The Sasakawa Peace Foundation was established in 1986 with endowments from the Nippon Foundation and the Japanese motorboat racing organization.
The story of the Nippon Foundation dates back to 1951, when Sasakawa Ryoichi persuaded the Japanese Diet to pass the Motorboat Racing Law, which allowed gambling on motorboat races to raise funds for the rebuilding of Japan’s maritime industry and other projects.
Sasakawa Ryoichi was a prominent right-wing mover and shaker who made a mint in rice speculation, mining and other ventures. He used his wealth to finance a private air squadron in the 1930s. In 1939, he and his squadron flew to Rome to meet Mussolini, whom he called a “perfect fascist.” In 1941, he donated his aircraft and related facilities to the Japanese military.
In 1942, Sasakawa won a seat in the Diet as an independent candidate advocating free speech. Getting nowhere with that idea, he spent much of the war years in Manchuria and China, where he is rumored to have begun highly profitable smuggling operations many years earlier.
After the war, Sasakawa provoked the American occupation authorities into arresting him for “instigating aggression, nationalism and hostility against the United States.” After spending three years in Sugamo prison with the leaders of wartime Japan, seven of whom were hanged, he emerged as the author of a book defending their actions.
He then turned to anti-communist political activity and philanthropy. He was on good terms with Chiang Kai-shek, Syngman Rhee and the Reverend Sun Myung Moon, founder of the Unification Church.

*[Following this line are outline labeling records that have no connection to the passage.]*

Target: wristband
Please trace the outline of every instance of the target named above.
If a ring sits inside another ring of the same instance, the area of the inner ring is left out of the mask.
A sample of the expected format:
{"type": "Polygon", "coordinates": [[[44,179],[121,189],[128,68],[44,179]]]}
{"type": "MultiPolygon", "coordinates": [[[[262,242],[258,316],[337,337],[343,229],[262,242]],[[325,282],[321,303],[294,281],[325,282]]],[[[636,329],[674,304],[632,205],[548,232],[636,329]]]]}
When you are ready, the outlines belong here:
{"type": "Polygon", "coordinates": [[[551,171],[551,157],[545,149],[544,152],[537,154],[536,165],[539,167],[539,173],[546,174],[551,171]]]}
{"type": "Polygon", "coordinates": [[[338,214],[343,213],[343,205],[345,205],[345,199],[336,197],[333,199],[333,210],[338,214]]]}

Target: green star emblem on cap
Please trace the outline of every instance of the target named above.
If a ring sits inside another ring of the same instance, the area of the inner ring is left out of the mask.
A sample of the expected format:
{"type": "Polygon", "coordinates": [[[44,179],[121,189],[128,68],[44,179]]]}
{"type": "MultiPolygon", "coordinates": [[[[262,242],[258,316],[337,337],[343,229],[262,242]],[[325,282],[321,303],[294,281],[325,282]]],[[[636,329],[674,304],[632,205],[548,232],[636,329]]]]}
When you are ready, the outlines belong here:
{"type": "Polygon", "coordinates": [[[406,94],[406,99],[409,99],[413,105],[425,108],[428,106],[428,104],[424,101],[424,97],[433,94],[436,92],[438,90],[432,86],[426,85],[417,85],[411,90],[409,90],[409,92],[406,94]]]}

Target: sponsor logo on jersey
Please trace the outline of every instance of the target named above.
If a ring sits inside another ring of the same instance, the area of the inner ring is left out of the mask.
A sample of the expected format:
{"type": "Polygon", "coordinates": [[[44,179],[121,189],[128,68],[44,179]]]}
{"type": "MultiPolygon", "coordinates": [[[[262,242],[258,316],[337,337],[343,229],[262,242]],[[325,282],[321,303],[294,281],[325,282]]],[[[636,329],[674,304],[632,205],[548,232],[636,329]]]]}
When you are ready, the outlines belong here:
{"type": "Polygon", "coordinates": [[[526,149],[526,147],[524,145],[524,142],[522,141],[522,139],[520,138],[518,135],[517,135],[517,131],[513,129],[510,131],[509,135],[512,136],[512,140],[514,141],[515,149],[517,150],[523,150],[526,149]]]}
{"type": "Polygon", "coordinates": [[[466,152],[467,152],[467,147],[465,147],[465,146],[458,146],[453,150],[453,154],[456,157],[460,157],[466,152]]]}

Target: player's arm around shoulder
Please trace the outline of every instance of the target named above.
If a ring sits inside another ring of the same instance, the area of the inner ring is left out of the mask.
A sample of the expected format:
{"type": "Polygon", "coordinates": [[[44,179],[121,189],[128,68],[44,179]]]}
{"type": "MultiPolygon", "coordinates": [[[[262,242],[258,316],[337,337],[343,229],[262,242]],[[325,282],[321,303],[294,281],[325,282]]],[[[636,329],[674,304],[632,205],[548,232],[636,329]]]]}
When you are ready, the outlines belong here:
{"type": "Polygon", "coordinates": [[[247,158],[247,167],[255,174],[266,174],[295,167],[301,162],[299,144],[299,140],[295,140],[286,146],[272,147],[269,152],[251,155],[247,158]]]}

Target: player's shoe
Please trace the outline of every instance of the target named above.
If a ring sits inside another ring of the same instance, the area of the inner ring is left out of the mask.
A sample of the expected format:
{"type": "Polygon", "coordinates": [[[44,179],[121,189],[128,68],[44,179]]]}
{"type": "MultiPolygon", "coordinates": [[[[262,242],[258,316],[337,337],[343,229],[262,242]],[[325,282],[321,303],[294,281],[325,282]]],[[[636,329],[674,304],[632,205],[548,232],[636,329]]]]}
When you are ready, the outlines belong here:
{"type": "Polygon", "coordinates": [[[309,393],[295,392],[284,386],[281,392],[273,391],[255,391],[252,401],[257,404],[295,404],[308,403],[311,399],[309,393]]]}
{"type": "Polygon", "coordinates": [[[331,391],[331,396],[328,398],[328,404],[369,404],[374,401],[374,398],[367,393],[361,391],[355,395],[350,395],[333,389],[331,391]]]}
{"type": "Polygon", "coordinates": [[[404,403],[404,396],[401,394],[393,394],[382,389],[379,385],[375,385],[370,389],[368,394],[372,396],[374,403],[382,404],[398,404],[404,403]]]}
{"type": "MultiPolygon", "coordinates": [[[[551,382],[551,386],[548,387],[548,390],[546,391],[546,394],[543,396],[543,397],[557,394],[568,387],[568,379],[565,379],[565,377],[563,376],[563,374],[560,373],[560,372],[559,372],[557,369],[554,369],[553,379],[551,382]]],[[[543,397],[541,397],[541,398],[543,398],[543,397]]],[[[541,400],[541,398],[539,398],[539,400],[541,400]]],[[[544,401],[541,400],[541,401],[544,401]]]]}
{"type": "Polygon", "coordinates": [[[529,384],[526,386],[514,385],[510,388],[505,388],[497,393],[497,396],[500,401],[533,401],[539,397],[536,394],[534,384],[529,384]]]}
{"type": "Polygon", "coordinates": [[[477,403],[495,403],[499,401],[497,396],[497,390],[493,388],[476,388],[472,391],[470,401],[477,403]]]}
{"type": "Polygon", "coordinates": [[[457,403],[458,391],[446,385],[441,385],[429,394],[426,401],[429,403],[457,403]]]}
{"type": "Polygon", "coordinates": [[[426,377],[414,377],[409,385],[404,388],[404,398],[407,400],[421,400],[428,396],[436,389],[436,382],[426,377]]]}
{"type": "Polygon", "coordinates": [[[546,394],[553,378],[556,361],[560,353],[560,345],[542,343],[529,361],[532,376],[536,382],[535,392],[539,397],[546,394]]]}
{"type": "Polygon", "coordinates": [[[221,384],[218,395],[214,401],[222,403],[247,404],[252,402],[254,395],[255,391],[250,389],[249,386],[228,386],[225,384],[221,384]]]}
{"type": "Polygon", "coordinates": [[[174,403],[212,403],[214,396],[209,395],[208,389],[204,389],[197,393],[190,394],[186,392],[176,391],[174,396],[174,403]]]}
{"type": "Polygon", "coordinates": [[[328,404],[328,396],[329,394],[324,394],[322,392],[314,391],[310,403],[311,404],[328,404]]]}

In 1962, the Japan Shipbuilding Industry Foundation was established and given the legal right to administer grants from the proceeds of motorboat racing. Ryoichi Sasakawa naturally became its chairman.
In 2011, it was renamed the Nippon Foundation, which has developed a respectable image by working with the UN on maritime law, donating more than US$70 million to the WHO’s campaign against leprosy and funding other philanthropic projects.
Sasakawa Ryoichi died in 1995 at the age of 96. Sasakawa Yohei is one of his three sons. In 2011, the Sasakawa Peace Foundation was transformed into a public interest incorporated foundation, which is one type of Japanese non-profit organization.
As such, it contributes to international exchange and cooperation via specific projects and events, and four regionally oriented funds – the Sasakawa Pacific Island Nations Fund, the Sasakawa Pan Asia Fund, the Sasakawa Middle East Islam Fund and the Sasakawa Japan-China Friendship Fund.
The Japan-China Friendship Fund aims to promote peace and mutual development between Japan and China through Japanese language education, book translation and publication, university student, young journalist and young leader exchange programs, joint disaster prevention, rural health activities and the military field officer exchange program described above.
The Sasakawa Japan-China Friendship Fund was conceived by Sasakawa Ryoichi as a vehicle “to promote permanent peace and mutual understanding between China and Japan.” At present, it serves as a back channel to China at a time of escalating tensions.